Monday, June 18, 2007

 
Guiding Principal?

‘I feel it is wise to behave in her presence’. Unfortunately that set the tone for Leo Benedictus’ breathless profile of executive head teacher Catherine Myers in Saturday’s edition of Guardian Work.

Myers runs the Bishop Challoner Catholic Collegiate School in Tower Hamlets, it is one of the first ‘federated’ schools comprising separate girls’ and boys’ schools and a co-educational sixth form. With 1,500 pupils it has 40% of children on Free School meals and 27% are on the special education needs register.

During her fifteen years as head Myers claims to have ‘turned the school around’, certainly the test results are testimony to that, in 1992 only 13% of boys gained 5 GCSEs A-C, last year it was 86%.

There is of course that stereotype that journalists are just complacent hacks who faithfully regurgitate everything that is told them by people in authority without even bothering to research basic facts. I don’t actually know Leo Benedictus, but after reading his article I’m veering towards that particular character profile. How do many faith schools improve results? By selecting their pupils. The overall figure for Free School Meals in Tower Hamlets is 65.5%, some way above Bishop Challoner’s 40%, also an article in ‘The Times’ points out that the four church schools in the borough take only 3% Bangladeshi children, in surrounding schools the figure is 90%, so much for integration.

Research by the Institute for Public Policy Research compared the progress of pupils in 3,000 secondary schools in England with the social make-up of their local area. It found that faith schools were the least reflective of their local area. They were nearly 10 times more likely to have a higher proportion of able pupils than their local area might suggest.

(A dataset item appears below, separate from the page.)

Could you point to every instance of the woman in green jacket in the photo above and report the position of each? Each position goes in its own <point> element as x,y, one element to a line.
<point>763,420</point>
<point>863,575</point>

Leo Bendictus’ interview carried some interesting insights into the regime at Bishop Challoner, Myers admitted that the target was king, “I set very hard-edged targets, yes. And I’m uncomfortable if things are not going right.” Every year, class and child have individual targets.

Myers reckoned that she worked 15 – 16 hours a day. The list of duties was frightening – meetings with staff, parents, builders, governors, psychologists, social workers, assemblies to run every day in two different schools, budgets and targets to set and manage, furniture to choose, caterers to handle, staff to hire, fire and review. Think they missed the children out but what the hell.

The article really should have come with a health warning, if the bold Leo had conducted some basic research on head teachers what would he have found? Head teacher vacancies attract on average only 5.4 applicants and then 27% of schools have to readvertise so poor are the potential candidates. Where are there record shortages? Catholic secondary schools in London.

A quarter of female head teachers live on their own and loneliness and isolation is a major factor in inhibiting women from applying and for early retirements. A survey by the General Teaching Council found that only 4% of teachers wanted to apply for a headship in five years time.

Former national president John Illingworth stunned the NUT Conference last year when he described how he had been forced to apply for early retirement as headteacher due to the effects of stress partly as a result of long hours. In an interview with the TES he revealed, “There were a few weeks at the end where I was really unwell, mentally I couldn’t take decisions, couldn’t prioritise. On one occasion I was almost tempted to grab hold of a kid. I was quite emotional at sometimes, and you can’t be bursting into tears when you’re dealing with a stroppy child. At my worst last winter, I couldn’t cope… I had to wait in the car park. My character changed from being easygoing to being quite difficult. One of my sons reckons it has been 10 years since I have been myself.”

Is Catherine Myers a good role model? For every Catherine Myers there are ten or twenty John Illingworths.

An interesting question is that now the hours that Myers works are well documented, if she suffers a mental illness, depression or alcoholism will she able to sue the governors? I’m sure any compensation lawyer would hold the article up in court and ask the governors why they failed to reduce her hours.

Unwittingly Leo Benedictus has written one of the definitive articles that explains why so few people want to be head teachers. As for the research – Could Do Better.